Robert Kramer, by contrast, was a confirmed marginalist. Indeed, his earliest and most overtly political works (The Edge, Ice, Milestones) were not merely marginal but way, way out on the margin of the margin. Filmed on minuscule budgets, cast with non-professional performers, systematically denied access to the commercial circuits, they were screened only by festivals and college film clubs.

In the polarisation of these two mutually incompatible film-making modes, this "Kramer vs Kramer" antithesis, neither director has emerged victorious. Stanley's films, esteemed in their day, have retrospectively been dismissed as crude, turgid and simplistic; while, with the ebbing of the passions once aroused by their subject-matter (the Vietnam War in particular), Robert's have been all but forgotten. The fact, too, that the latter elected to exile himself from the United States at an especially lively and turbulent period of its contemporary history further contributed to the decline of his reputation.

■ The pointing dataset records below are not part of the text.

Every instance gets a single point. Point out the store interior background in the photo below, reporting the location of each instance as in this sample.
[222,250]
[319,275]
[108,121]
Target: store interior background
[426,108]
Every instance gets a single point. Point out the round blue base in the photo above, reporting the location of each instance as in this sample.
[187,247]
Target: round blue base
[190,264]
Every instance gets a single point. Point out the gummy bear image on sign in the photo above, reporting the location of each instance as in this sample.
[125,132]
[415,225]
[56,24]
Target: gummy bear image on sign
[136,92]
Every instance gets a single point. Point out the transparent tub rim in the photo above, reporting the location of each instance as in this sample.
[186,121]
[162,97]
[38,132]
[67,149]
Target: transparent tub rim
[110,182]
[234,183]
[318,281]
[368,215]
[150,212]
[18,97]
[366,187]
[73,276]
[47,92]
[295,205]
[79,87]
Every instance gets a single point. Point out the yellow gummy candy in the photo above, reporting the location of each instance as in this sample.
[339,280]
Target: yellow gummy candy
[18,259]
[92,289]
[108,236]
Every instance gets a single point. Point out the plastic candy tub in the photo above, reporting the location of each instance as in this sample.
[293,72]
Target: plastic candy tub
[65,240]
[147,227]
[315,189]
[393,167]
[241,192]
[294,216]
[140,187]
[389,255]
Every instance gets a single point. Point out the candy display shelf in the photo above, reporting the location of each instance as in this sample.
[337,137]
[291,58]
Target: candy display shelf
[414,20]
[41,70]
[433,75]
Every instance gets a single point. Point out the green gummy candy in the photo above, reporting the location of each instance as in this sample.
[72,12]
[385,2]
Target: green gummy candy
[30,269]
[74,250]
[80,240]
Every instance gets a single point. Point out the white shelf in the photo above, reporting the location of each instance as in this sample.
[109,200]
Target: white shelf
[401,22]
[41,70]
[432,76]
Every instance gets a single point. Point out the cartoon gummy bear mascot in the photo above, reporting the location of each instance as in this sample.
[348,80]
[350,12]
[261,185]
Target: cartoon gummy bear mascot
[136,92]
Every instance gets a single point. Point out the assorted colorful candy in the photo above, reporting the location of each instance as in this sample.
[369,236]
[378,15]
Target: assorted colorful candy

Born in New York in 1939, Robert Kramer became one of the pillars of the 1960s anti-war movement and his first, often privately financed films, those on which his fame continues to be based, belonged, in their aesthetic style as much as in the conditions of their fabrication, to the so-called "underground" movement.

Shot without official harassment, they nevertheless contrived to appear as objects of bureaucratic suspicion, as though they had been smuggled out of some beleaguered totalitarian state. For many potentially sympathetic spectators, however, they also foundered on an oddly puritanical variant of the imitative fallacy, whereby any tedious incident, for the characters, was made no less so for the audience; political debates were served up raw, without much evidence of editorial mediation; and nocturnal scenes (of which there were many) were rendered practically invisible by underexposed 16mm stock.

The Edge (1968) took as its subject an assassination attempt on the American president in reparation for the slaughter in Vietnam, while Ice (1969) dealt with urban guerrilla insurrection in an imagined period of war between the United States and Mexico (a war that could be interpreted either as a paranoid foretaste of the future course of American imperial expansion or else as a metaphorical allusion to Vietnam itself). And, at 195 minutes, Milestones (1976, co-directed with John Douglas) was a mammoth orgy of lugubrious self-questioning in which random groups of Americans of mostly Wasp origin meet to discuss their lives, projects, ambitions and achievements in the light of their experience of the previous decade. It was dedicated to Ho Chi Minh and "the heroic Vietnamese people".

Kramer settled in France - where his admirers far outnumbered those in his native land - in the 1980s. There he made a ragbag of films as little seen as his American work had been, if now for the melancholy reason that his never very substantial public was starting seriously to shrink. Among the successes were his documentaries, most notably Notre Nazi (1983), a haunting reverie on the insidious tenacity of Hitlerian ideology in post-war Germany, and Route One USA (1989), a curious road movie which followed the trajectory of one American emigre as he rediscovered his homeland from the Canadian border to the Florida Keys. Among the failures were his ventures into pure fiction, most (or, rather, least) notably Diesel (1985), a disastrously misjudged misfire of a thriller.

If he is to be remembered at all, though, it will be for his American films. Not just noir, they are what might be described as pitch noir, all the more so as, eschewing the neo-expressionist stylistics of conventional thrillers, they risk striking the unwary spectator as straightforward, documentary recordings of a world that is objectively noir. But if they share with nightmares the quality of eerie, preternatural vividness, it tends to be rather difficult, as also with nightmares, to recall them in detail when they are all over.

Robert Kramer, film director: born New York 14 June 1939; died Rouen, France 10 November 1999.